Another reality is that supply chains are critical for what Hayes calls “the creatures of the energy transition” – electric vehicles, solar panels, and batteries, that require doubling or even tripling amounts of resources like critical minerals -magnesium, copper, cobalt, lithium, etc. This situation leads to the need for new energy infrastructure.

“Building new energy infrastructure, like building new anything gets to be complicated as you get down to actually planning projects.” Hayes said as he addressed the timelines in various EU countries to obtain a government permit for a new facility.

“For onshore wind, the EU has a target of 24 months or two years to get a new onshore wind project through the permitting process, so you can start building. The real-time varies from about 30 months in Romania to 10 years in Croatia. Ten years just to get the permit, then you can start doing the front-end engineering and all the other stuff you need to do to build it. For solar, it is not nearly as bad but there are only three countries that can get a permit for a new onshore solar facility in less than two years. So again, it’s very difficult to imagine that we’re going to radically change the amount of energy that’s going to be delivered by these technologies five years from now or even ten years from now when just a simple permitting takes so much time.”

Hayes also examined the IEA Net Zero by 2050 report, issued in 2021 and updated in 2022 and the Western society’s focus on emissions. He pointed out that the goals specified in the report and update were aspirations.

“They (the IEA) promoted the idea that net zero emissions – greenhouse gas emissions reduction by 2050 would be a roadmap for the global energy sector. My question is, is it really? For example, in 2021, there would be no new unabated coal plants approved for development.

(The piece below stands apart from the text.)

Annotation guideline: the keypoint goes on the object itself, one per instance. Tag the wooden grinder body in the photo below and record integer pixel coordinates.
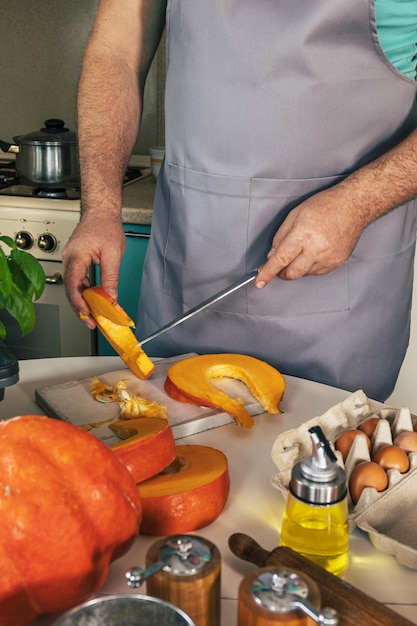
(198, 595)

In China, right now, I believe there are at least 15 or 20 under development today in 2023. I don’t know how many of them are innovative, but that is a miss. By 2025, sixty percent of car sales are prescribed to be electric with no new internal combustion car sales. So the question is again, is it a roadmap? Is it a set of plans that we need to follow to carry the energy sector forward? And you’re probably not surprised that my opinion is ‘No, it’s not relevant’. Because for any of the aspirations in the report or its revised version, there’s been no cost-benefit analysis of any of them. When you look at the supply chains, they haven’t thought about realistic timelines. My suggestion is that energy security requires plans for energy and sustainability means not only environmental issues, but it means doing things that meet the needs of the current generation without compromising the ability of future generations.”

Ultimately Brad Hayes left the audience with a crucial question  – in light of his discussions and revelations of the facts and history of energy development, current and future use, infrastructure complexity, and growth of global population and demand… what should our energy goals be?

As we contemplate the deeper context and implications of the changes prescribed by COP28 declarations and prescriptions, some countries are questioning their validity – should we?